On our way back from Wat Arun, Gata, my friend, suggested we take the public bus. It was around five in the afternoon. I agreed, and we, with the help of google maps, walked through the back alleys in order to get to the bus stop that is heading back to Samut Prakan. After walking a few hundred metres, we heard a Buddhist chant from a temple. I decided to get closer in order to record it. I did not go in, but recorded from the outside since the chant was amplified through a horn speaker. Of course, the sound inside the temple and the one being amplified are different. The character of the horn speaker gave the sound its’ own impression. The speaker had reduced the low frequency sound that often happen when monks sing using the resonation in their throats.

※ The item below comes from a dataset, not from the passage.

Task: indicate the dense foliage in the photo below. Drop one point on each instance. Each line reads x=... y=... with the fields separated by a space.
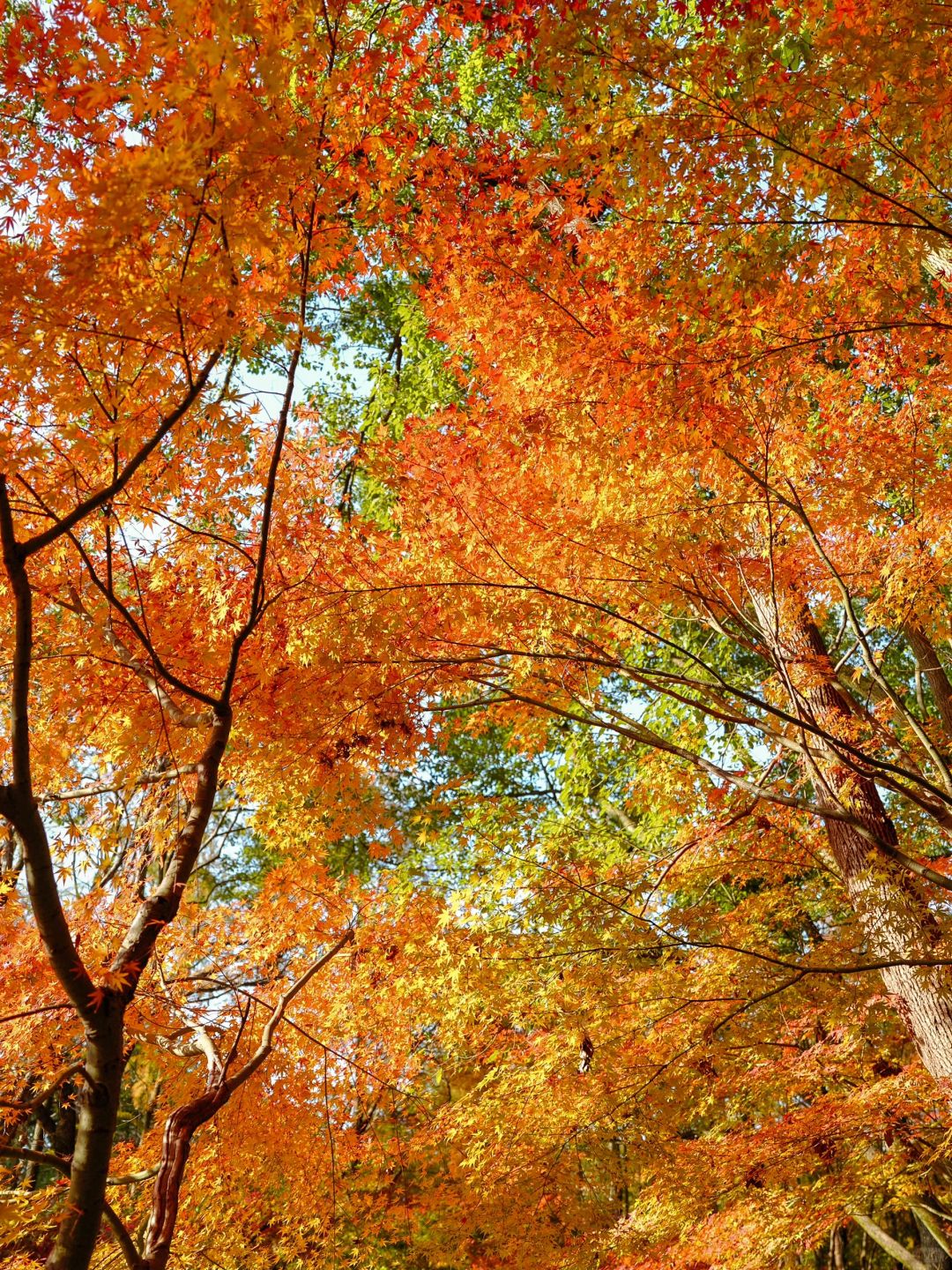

This is the recording of my first Buddhist in Thailand. It feels like a coincidence to have encountered these sounds. There is a happy feeling when encountering these sounds. I will be recording chants from other temples throughout my research, but this first recording feels much more memorable. The monks chant in the language of Pali according to the majority of Buddhists in Thailand, Theravada. This continuos chant creating a meditative energy. The monks usually chant before they meditate. This is a habitual activity in a daily life of a monk.
That afternoon, the small road in front of the temple is very quiet. There were only a few numbers of motorcycles passing by the street. On the other hand, birds are chirping on top of the trees. There is a form of serenity I these sounds.